Now, it may not be the best fit for those yet due to its limitations, but you've gotta walk before you can run: compare Stable Diffusion 1.x to FLUX.1 with ControlNet to see where quality and controllability could head in the future.
Because it's pretty cool to be able to imagine any kind of scene in your head, put it into words, then see it be made into a video file that you can actually see and share and refine.
It's got a lot of potential as a way for google to get paid for other people's skills and hard work instead of the people that made all of that "data".

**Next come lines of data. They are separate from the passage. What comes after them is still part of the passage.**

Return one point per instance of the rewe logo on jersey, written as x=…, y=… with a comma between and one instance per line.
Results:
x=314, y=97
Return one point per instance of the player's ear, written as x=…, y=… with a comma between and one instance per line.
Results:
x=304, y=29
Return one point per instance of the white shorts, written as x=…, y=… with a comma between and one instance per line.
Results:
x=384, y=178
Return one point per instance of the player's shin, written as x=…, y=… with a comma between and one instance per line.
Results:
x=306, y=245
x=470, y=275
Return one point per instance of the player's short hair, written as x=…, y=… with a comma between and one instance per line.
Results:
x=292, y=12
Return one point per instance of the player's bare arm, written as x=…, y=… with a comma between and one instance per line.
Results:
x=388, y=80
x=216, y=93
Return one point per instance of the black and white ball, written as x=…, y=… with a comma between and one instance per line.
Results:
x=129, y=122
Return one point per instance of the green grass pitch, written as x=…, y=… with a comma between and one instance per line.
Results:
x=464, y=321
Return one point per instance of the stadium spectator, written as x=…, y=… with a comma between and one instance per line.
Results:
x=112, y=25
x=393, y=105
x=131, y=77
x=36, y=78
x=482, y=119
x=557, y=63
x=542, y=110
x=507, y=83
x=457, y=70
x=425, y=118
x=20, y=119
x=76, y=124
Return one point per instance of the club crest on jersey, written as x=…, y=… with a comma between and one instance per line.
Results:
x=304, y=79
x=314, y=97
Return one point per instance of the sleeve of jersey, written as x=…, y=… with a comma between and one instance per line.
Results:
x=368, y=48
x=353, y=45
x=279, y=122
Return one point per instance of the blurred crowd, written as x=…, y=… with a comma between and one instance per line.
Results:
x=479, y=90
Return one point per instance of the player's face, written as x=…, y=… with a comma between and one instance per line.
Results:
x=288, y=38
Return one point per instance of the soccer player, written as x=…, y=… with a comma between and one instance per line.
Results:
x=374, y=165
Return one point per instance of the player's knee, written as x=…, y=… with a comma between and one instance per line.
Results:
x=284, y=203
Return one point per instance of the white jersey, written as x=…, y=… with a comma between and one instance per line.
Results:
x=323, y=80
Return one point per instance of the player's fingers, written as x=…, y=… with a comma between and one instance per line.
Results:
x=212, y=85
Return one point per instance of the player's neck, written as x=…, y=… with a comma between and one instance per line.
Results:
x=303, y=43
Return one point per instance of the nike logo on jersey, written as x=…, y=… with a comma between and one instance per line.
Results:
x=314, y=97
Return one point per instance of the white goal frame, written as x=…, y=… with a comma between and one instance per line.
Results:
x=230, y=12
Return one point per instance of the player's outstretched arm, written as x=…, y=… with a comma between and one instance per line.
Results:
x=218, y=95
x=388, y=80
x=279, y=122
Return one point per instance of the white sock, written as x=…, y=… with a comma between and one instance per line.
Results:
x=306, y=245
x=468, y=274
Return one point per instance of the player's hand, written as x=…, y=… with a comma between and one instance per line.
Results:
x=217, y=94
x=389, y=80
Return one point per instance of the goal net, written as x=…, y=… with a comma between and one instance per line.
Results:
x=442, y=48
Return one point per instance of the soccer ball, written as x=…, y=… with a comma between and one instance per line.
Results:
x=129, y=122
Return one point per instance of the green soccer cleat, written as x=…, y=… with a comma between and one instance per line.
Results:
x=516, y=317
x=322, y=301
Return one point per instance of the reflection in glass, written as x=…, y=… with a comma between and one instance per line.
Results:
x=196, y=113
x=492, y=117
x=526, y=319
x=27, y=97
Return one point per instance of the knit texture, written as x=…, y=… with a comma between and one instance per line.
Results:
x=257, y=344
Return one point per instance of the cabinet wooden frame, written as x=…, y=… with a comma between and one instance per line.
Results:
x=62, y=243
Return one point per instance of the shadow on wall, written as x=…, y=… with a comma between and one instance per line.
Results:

It’s kind of hilarious that anybody considers this “democratizing” creating media. How many people that need a video clip are going to be capable of running an open version of this themselves? The wonky “open” models aren’t even close. How much do you think these services are going to cost once the introductory period financed by race-to-the-bottom money stops? OpenAI already charges $200/mo if you want to be guaranteed more than 30-60 minutes of Advanced Voice. The introductory period exists solely to get people engaged enough to push through blatantly stealing millions of artists creative output so they can have a beautiful tool they sell to Hollywood for a whole lot of money that’s still less than traditional vfx, and to m everyone gets to dink around in the useless free models or too-expensive-for-most prosumer tools and people with expensive video card arrays or the functional equivalent will still be niche tinkering hobbyists with inferior tooling and models and the skilled commercial artists still employed are being paid shit because of market forces. Great job SV. Making the world a better place.